Hacker News new | ask | show | jobs
by LunaSea 1493 days ago
Is this still true in an era where most NLP problems use language models as a solution?
2 comments

I think so. First of all, knowing some linguistics will teach you terms and concepts (e.g. parse tree, phrase, morpheme, phoneme, etc) that will both help you find relevant literature and avoid reinventing terms for stuff that is widely known (so others will more readily find your work).

Language models are currently the best solution for many problems, but it's hard to predict how we will move forward from here. Maybe the inclusion of linguistic information, or linguistic-inspired knowledge, or whatever, will be the key to having better results, or saving training time/resources. With no linguistics background, I imagine it's hard to get ideas going in that direction (and test if it's actually a good direction)

I agree. I think having linguistics knowledge can help especially in applied situations. Linguistics knowledge can help create fallback systems when an ML system fails, or help build rules to amplify or dampen the confidence of a response from an ML system, or aid in the engineering of a system (all that comes before or after the ML blackbox).

Sort of like an algorithmic trader knowing market microstructure intimately (versus only pure statistics).

Language models as a solution to what problems?

Yes, you can easily use AutoModel.from_pretrained('bert-base-uncased') to convert some text into a vector of floats. What then?

What are the properties of downstream (aka actually useful) datasets that might make few-shot transfer difficult or easy? How much data do your users need to provide to get a useful classifier/tagger/etc. for their problem domain?

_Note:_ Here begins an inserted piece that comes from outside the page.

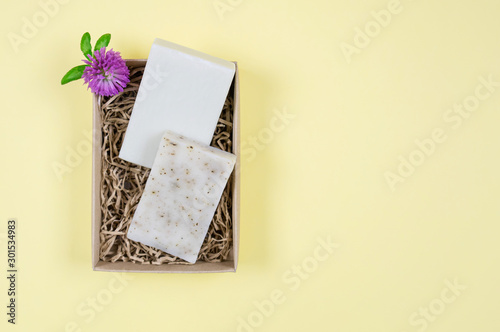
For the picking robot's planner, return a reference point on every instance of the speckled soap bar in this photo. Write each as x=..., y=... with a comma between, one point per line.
x=182, y=192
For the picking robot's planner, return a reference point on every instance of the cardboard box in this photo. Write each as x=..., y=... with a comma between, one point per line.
x=199, y=267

Why do seemingly-minor perturbations like typos or concating a few numbers result in major differences in representations, and how do you detect/test/mitigate this to ensure model behavior doesn't result weird downstream system behavior?

How do you train a dialog system to map 'I'm good, thanks' to 'no'? How do you train a sentiment classifier learn from contextual/pragmatic cues rather than purely lexical ones (example: 'I hate to say it but this product solves all my problems.' - positive or negative sentiment?)

How bad is the user experience of your Arabic-speaking customers compared to that of your English-speaking customers, and what can you do to measure this and fix it?

My linguistics background really helps me think through a lot of these 'applied' NLP problems. Knowing how to make matmuls fast on GPUs and knowing exactly how multihead self-attention works is definitely useful too, but that's only one piece of building systems with NLP components.

> My linguistics background really helps me think through a lot of these 'applied' NLP problems.

There many benchmarks where LMs absolutely outperform mechanical linguistics solutions.

Do you have success stories when there is significant outperforming solution in opposite direction?

There's no competition between linguistics and ML/NLP, they have completely different goals as fields.

I meant that my linguistics background helps me understand & solve problems: studying linguistic field work has helped me design crowd labeling jobs, knowing about morphology helps me understand why BPE tokenizers work so well (and when they might not), knowing about syntax/dominant word order makes me think that multilingual Bert should probably do something more intelligent with positional embeddings, methods from psycholinguistics are useful for understanding entropy/surprisal wrt LM next-word probabilities... just a few examples but the list could go on.